This issue is essentially common knowledge in the industry. There are reports of smaller firms marking up cost of system to levels that have not been seen in the retail market for 10 years. However, this issue does not seem to be exclusive to a few small rogue companies. It appears to be likely the practice is also being conducted by some of the largest firms in the market.
"Third party owned systems were screened out of the data sample in cases where reported installed prices were deemed likely to represent appraised values; the median installed price reported for these systems was significantly higher than for host customer owned systems (e.g., $8.0/W vs. $6.2/W, among ≤10 kW systems completed in 2011). In contrast, installed prices reported for other third party owned systems that were retained in the sample were similar to those reported for host customer owned systems."

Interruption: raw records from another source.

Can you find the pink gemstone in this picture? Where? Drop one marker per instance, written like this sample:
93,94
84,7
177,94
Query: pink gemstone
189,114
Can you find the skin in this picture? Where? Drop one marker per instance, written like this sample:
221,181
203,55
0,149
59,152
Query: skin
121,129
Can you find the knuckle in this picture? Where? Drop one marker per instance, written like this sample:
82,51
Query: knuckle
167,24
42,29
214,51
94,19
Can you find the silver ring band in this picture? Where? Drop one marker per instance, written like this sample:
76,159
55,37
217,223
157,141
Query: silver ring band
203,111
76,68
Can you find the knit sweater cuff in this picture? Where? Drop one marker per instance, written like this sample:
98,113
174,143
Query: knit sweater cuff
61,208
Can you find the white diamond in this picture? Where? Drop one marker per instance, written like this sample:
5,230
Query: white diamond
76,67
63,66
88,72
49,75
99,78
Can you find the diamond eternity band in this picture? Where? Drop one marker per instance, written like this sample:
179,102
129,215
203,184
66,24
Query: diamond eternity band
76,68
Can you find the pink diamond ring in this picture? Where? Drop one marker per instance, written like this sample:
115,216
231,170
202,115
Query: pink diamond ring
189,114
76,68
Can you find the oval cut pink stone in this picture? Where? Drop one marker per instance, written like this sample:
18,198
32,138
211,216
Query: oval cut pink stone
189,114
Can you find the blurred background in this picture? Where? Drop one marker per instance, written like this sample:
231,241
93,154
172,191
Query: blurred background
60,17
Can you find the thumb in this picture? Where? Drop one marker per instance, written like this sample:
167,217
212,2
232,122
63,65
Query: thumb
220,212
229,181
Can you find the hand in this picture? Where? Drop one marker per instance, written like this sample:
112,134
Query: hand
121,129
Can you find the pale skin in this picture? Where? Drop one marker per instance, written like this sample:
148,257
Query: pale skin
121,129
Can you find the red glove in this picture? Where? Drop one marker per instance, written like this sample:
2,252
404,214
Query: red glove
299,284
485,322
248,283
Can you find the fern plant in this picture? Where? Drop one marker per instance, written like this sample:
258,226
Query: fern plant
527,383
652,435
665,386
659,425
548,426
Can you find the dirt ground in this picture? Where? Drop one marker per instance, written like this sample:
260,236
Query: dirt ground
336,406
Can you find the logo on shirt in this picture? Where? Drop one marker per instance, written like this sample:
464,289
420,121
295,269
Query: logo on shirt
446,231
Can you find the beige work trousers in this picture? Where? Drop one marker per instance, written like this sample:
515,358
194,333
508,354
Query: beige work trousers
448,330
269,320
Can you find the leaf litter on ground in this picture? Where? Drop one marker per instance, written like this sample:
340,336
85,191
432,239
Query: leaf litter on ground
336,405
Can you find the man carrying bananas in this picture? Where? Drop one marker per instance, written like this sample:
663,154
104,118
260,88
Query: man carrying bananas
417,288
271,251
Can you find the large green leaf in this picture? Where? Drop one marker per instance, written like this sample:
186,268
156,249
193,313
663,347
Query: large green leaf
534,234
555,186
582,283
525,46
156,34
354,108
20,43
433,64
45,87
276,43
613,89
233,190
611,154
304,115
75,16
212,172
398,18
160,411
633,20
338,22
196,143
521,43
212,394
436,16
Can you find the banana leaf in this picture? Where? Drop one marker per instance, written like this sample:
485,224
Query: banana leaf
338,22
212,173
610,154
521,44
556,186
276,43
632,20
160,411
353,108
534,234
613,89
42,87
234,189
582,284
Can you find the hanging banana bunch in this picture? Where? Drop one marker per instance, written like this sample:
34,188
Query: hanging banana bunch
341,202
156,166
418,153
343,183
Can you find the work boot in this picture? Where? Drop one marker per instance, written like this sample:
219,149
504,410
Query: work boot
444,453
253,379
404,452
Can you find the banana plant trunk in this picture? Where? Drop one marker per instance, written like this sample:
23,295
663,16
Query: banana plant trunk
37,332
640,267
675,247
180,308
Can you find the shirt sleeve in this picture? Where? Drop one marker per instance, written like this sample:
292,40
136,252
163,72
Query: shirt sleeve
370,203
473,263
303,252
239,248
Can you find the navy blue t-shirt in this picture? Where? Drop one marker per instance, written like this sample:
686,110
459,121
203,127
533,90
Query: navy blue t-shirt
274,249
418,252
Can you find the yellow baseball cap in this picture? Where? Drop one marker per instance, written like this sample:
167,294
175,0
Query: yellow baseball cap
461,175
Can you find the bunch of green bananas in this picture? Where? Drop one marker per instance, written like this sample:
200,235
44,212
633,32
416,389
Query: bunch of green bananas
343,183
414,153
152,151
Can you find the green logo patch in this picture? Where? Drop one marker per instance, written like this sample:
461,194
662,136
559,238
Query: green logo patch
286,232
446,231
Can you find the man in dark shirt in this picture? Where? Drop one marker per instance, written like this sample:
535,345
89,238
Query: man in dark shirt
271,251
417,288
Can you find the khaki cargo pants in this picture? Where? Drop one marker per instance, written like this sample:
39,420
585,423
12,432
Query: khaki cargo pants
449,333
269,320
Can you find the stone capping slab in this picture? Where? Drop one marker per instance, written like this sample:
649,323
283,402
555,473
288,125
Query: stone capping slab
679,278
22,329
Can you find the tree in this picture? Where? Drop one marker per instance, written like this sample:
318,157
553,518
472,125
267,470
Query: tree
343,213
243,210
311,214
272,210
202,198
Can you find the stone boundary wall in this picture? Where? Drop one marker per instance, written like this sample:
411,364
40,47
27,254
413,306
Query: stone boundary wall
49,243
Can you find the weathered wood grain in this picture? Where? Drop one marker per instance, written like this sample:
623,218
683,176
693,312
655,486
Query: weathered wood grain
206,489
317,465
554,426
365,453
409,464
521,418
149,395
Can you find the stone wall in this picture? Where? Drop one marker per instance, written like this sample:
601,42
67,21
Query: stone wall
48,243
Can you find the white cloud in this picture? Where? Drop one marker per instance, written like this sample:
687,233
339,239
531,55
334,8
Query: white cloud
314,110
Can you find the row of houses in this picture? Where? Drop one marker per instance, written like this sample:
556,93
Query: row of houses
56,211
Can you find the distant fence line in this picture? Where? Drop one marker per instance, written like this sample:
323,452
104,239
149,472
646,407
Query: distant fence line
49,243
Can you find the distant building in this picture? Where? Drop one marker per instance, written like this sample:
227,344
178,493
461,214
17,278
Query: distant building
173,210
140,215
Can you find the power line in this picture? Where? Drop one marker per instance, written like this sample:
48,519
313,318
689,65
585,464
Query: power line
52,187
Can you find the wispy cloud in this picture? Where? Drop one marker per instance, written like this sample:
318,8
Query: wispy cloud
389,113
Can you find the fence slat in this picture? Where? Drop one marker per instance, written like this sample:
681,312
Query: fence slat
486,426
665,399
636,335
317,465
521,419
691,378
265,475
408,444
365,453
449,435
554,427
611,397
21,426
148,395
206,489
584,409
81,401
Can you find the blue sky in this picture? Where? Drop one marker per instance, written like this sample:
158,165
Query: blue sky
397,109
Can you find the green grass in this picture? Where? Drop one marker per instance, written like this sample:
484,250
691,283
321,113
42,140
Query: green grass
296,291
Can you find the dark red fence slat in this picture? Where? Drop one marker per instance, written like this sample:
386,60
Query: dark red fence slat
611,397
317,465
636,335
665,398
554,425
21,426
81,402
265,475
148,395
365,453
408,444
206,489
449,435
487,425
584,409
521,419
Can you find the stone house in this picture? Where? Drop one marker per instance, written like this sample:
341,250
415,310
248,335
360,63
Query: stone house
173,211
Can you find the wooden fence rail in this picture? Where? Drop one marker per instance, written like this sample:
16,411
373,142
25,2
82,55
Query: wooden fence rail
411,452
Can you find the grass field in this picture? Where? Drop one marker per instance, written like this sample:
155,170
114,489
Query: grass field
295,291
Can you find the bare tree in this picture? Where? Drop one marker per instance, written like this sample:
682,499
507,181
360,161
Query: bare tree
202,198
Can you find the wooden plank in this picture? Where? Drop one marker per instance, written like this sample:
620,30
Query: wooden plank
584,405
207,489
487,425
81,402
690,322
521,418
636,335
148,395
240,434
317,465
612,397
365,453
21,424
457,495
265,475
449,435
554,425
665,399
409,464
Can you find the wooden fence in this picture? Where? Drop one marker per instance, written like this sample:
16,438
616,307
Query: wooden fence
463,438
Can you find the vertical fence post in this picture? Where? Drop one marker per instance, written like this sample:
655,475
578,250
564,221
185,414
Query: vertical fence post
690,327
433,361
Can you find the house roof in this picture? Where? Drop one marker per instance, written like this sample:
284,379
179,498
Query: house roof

This issue was also highlighted as a risk in the recent SolarCity S-1 Filing prior to their IPO, where they stated:
"The Office of the Inspector General of the U.S. Department of Treasury has issued subpoenas to a number of significant participants in the rooftop solar energy installation industry, including us. The subpoena we received requires us to deliver certain documents in our possession relating to our participation in the U.S. Treasury grant program. These documents will be delivered to the Office of the Inspector General of the U.S. Department of Treasury, which is investigating the administration and implementation of the U.S. Treasury grant program.In July 2012, we and other companies with significant market share, and other companies related to the solar industry, received subpoenas from the U.S. Department of Treasury’s Office of the Inspector General to deliver certain documents in our respective possession. In particular, our subpoena requested, among other things, documents dated, created, revised or referred to since January 1, 2007 that relate to our applications for U.S. Treasury grants or communications"
The question remains as to what extent the solar leasing and PPA industries, which represent as much as 80% of the California solar market, have legal exposure to this issue. It also begs the question as to how much this price inflation has helped achieve the economics that have led to this current boom.
In general this is more validation that cost based incentives are inferior to performance incentives. This is particularly evident when you compare cost of PV in Germany, where there is a Feed In Tariff vs. costs in the US where incentives are driven as a percentage of the cost of the system, not on its output.